Deduplicating 2BI records for supply chain platform
A supply chain management platform needed a specialized team to improve their data enrichment process. After seeing a talk from Flavio Juvenal, one of our partners, on record linkage for vast amounts of data, they realized it could be the piece they were missing to crack the puzzle. You can also check Flavio’s talk and the Jupyter Notebook code here.
Client Vision and Key Challenges:
Our client needed help with the massive amount of data they had to process. Since part of their business is trade-related, they consistently sought improved ways to clean, group, and deduplicate their data. They contacted us because they needed a specialist team to improve these steps in the data enrichment process.
To do that, we began working closely with their infrastructure and data science teams on their ETL pipeline. On the data science side, we aimed to increase the accuracy of their deduplication efforts within that pipeline. The scale was also essential for them, as we should still process over 2 billion records in a couple of hours.
On the infrastructure side, we had to work alongside their team to implement good practices and ensure our work would be easy to replicate so that their platform would be more straightforward for other teams to consume.
Data science front
Increasing accuracy required us to delve deep into their ETL pipeline and work to improve all steps, from pre-processing and cleaning to clustering and community detection. As for tools, we worked on a workflow inside Apache Airflow, built on Kubernetes.
The beginning of the work presented a challenge: with their scale, we needed to use async.io to parallelize our communication with the database and use multiprocessing to keep processing and transforming our data on multiple threads. Plugging both with the minimum amount of bottlenecks is no easy feat.
After that, we realized that the indexing in the dedupe lib, a community standard for such efforts, would not reach the scale we needed. Their indexes needed to be more complex to better accommodate the type of records we had. To better determine indexes without comparing all the records to all others, increasing exponentially the time the process took, we had to plug scikit-learn into the indexing process dedupe used, radically improving its speed and reducing comparison time.
We couldn’t be restricted only to the Python scripts to deliver the improvements they needed. We had to work side-by-side with their data team. So, after ensuring efficiency was not an issue here, we shifted towards their train-validate-test cycle.
Their team didn’t know which classifications would best compare their records. So, we prepared multiple proofs of concept for them to choose the best performer while instructing them on the technical tradeoffs of each choice.
After comparing, we got a percentage of how likely each record was to be the same as another. Now, it was time to cluster the comparison pairs to understand which companies were, in fact, duplicates. Here, we used the community standards of scikit and pandas, but since they were not fast enough, we invested some time optimizing how they communicated with multiprocessing.
Finally, we connected with their data science team to validate the efficiency and trade-offs of each clustering algorithm, creating more proofs of concept, so they could decide on the ideal one for their needs.
They had a large infrastructure team that had to attend to multiple other teams and their needs.

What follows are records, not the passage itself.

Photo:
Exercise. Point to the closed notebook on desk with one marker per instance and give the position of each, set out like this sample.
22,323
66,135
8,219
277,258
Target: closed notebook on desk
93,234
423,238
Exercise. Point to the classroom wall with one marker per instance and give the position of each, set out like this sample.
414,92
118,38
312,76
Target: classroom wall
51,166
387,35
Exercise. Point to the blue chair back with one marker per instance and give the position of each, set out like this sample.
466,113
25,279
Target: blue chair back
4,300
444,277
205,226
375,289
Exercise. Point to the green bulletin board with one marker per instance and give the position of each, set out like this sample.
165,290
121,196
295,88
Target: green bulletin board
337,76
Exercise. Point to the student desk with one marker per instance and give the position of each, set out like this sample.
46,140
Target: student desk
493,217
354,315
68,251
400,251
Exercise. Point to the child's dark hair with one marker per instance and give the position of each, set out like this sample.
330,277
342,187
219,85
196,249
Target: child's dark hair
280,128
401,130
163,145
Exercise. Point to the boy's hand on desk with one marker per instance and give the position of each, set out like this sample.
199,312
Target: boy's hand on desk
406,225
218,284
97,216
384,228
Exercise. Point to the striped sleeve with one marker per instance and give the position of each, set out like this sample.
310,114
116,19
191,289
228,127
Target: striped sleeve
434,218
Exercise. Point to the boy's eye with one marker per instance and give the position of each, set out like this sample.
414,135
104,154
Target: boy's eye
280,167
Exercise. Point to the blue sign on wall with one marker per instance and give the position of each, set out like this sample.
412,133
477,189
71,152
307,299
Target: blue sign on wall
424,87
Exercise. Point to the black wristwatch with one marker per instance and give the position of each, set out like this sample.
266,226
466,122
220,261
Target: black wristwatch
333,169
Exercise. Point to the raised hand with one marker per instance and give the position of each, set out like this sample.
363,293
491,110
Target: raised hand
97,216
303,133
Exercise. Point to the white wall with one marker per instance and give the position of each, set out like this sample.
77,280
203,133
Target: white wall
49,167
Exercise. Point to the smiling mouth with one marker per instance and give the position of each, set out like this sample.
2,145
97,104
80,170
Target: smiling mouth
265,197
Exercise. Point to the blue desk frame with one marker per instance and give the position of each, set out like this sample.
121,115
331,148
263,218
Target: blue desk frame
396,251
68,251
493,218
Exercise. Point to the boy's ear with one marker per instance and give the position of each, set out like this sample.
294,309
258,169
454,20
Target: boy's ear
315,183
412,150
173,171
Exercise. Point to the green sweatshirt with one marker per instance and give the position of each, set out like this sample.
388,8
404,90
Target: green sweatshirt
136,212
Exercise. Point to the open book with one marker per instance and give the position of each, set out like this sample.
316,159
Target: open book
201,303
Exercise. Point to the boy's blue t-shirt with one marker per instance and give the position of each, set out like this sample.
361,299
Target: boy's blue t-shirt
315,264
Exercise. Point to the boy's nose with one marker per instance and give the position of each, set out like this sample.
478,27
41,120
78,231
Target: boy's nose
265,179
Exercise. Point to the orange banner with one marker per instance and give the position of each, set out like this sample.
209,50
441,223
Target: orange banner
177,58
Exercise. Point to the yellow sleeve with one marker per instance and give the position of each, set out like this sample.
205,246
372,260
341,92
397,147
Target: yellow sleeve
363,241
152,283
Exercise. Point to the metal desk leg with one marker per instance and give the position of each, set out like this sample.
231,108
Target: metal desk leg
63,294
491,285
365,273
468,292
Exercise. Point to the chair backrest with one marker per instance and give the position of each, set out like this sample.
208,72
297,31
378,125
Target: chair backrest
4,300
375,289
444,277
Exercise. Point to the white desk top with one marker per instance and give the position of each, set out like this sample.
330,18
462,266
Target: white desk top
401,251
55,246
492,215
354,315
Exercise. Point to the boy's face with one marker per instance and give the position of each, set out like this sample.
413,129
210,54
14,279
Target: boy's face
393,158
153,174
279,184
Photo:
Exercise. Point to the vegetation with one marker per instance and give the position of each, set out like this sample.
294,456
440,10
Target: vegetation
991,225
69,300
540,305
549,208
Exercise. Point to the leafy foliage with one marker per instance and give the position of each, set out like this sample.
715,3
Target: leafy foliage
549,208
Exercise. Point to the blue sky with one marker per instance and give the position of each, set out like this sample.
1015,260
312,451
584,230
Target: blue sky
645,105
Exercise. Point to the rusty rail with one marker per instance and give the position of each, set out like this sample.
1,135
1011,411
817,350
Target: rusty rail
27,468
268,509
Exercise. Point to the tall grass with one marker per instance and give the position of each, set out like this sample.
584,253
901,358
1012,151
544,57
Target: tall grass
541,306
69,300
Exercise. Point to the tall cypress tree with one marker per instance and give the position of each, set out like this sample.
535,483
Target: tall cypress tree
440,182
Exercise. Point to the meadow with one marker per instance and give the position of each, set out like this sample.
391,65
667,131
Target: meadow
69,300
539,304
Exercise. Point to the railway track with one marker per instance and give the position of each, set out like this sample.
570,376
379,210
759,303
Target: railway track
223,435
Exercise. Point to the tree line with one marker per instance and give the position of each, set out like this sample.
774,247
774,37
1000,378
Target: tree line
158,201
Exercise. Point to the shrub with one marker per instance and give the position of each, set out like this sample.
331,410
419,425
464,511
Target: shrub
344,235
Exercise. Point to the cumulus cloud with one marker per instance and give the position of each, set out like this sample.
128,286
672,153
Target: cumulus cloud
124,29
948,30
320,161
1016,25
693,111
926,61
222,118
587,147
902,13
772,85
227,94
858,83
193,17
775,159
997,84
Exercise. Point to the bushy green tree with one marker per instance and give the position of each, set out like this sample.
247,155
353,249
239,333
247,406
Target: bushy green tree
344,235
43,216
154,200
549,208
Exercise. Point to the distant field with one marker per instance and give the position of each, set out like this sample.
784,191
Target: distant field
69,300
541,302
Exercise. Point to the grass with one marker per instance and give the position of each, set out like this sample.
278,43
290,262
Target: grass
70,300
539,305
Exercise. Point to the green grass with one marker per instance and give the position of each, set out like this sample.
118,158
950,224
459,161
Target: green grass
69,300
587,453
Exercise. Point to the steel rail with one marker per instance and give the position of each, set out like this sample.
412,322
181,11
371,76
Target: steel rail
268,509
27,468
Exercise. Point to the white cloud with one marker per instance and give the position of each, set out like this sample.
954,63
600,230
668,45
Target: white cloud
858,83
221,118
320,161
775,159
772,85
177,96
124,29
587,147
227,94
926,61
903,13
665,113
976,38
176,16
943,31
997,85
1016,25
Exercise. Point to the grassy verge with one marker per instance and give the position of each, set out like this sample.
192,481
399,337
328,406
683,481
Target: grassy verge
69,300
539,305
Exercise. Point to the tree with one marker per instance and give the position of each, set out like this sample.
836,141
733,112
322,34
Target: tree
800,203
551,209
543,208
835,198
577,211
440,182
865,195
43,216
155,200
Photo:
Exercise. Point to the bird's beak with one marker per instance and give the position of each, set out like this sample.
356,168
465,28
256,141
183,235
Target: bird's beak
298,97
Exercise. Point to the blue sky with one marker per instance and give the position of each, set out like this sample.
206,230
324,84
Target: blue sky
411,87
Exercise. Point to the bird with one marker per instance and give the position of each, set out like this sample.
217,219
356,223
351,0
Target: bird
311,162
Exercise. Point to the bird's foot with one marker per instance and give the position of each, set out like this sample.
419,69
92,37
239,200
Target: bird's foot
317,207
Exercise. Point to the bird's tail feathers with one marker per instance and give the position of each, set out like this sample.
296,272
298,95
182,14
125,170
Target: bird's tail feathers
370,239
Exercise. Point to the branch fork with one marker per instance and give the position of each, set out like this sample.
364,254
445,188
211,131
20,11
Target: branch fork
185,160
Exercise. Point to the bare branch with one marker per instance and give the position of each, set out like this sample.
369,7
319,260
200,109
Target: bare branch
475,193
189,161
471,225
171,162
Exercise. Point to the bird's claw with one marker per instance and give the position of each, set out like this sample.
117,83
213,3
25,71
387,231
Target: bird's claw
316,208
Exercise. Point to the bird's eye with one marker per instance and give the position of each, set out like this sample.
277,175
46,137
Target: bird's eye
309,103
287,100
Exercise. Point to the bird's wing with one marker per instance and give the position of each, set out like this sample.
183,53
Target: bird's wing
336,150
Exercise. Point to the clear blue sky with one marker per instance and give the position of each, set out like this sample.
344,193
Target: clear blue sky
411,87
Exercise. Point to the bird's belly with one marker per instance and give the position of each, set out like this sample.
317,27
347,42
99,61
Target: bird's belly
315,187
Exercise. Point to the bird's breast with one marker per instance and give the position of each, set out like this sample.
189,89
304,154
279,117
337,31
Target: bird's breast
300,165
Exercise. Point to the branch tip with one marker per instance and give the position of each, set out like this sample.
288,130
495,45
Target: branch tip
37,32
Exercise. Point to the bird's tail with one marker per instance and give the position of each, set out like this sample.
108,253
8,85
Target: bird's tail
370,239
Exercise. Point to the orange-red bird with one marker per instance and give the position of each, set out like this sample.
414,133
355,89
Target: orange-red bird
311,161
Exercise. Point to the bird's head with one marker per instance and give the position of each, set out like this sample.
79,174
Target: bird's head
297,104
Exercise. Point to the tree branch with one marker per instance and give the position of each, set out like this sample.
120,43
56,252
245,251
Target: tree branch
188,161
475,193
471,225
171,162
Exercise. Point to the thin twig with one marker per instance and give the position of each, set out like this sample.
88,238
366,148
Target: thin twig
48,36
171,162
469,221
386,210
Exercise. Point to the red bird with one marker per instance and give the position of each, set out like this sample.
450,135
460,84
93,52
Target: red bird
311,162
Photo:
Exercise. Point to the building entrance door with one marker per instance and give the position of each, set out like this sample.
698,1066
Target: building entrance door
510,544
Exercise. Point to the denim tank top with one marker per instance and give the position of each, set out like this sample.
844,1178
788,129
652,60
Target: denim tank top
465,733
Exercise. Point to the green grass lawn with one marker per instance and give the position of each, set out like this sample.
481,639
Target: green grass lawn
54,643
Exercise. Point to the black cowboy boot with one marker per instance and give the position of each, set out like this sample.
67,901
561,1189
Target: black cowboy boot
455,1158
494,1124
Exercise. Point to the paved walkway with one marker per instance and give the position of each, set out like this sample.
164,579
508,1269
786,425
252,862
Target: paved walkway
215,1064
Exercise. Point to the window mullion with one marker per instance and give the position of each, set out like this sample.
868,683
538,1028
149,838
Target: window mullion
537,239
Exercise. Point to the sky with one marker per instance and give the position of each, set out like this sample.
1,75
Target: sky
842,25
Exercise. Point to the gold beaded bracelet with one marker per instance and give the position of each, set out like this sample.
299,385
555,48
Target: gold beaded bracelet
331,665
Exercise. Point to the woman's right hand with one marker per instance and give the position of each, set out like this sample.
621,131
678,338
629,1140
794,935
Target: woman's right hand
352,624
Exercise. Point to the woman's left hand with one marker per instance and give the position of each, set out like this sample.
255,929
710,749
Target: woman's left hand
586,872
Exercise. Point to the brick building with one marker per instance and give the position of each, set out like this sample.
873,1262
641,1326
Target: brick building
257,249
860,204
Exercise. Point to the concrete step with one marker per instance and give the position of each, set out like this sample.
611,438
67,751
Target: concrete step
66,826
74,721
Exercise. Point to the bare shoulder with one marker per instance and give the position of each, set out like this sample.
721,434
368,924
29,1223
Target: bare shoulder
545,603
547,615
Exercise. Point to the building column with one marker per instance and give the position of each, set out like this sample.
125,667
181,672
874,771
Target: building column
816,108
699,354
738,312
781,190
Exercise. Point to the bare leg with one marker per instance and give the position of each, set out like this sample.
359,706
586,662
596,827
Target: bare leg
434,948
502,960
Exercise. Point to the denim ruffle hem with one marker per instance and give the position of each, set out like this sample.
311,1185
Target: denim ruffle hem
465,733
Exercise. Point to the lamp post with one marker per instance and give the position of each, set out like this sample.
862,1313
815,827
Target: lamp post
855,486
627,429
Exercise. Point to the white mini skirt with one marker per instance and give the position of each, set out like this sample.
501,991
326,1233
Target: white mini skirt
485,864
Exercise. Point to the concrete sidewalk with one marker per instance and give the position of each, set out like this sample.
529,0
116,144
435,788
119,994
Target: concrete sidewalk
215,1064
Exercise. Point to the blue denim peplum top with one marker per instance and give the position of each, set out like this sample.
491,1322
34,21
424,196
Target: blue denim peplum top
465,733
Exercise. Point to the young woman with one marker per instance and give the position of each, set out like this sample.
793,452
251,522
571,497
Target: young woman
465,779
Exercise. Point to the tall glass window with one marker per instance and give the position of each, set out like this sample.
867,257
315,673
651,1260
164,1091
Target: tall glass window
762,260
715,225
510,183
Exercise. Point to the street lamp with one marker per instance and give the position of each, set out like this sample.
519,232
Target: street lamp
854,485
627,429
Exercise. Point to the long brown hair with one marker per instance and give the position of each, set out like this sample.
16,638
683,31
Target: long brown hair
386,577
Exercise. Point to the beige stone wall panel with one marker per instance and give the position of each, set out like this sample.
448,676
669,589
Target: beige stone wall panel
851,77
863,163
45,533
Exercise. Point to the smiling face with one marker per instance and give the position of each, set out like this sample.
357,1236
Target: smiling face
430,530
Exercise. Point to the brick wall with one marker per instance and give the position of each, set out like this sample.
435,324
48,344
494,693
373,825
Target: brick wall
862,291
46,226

One of those needs was that an infrastructure expert was required whenever a Python developer or data scientist wanted to run an experiment. Our work with them was focused on guiding them on documentation and methods needed for developers to no longer require them for this specific job. The work took four steps:
- Understand their more recurrent complaints from other teams and the automation they already had in place;
- Focus on Developer UX, better defining how some methods should work, what kind of parameters to use, and how to fetch some automatically whenever possible;
- Then, we moved to automated tests to enforce this way of working and let the Python developers know what went wrong, so they could correct mistakes and try again without an infrastructure expert on their side;
- Finally, we helped them document everything and write how-tos, so other teams could understand the architecture, ideas, risks, and changes they had in mind for the future.
In the end, we reached their goal of 2 billion records in a couple of hours, with improved accuracy while raising their understanding of the performance of classification and clustering algorithms.
Our work on the infrastructure team also freed them of the necessary participation in time-consuming experiments, freeing their time to focus on other tasks in their roadmap. Other teams also reported increased satisfaction with their work as more problems could be solved independently.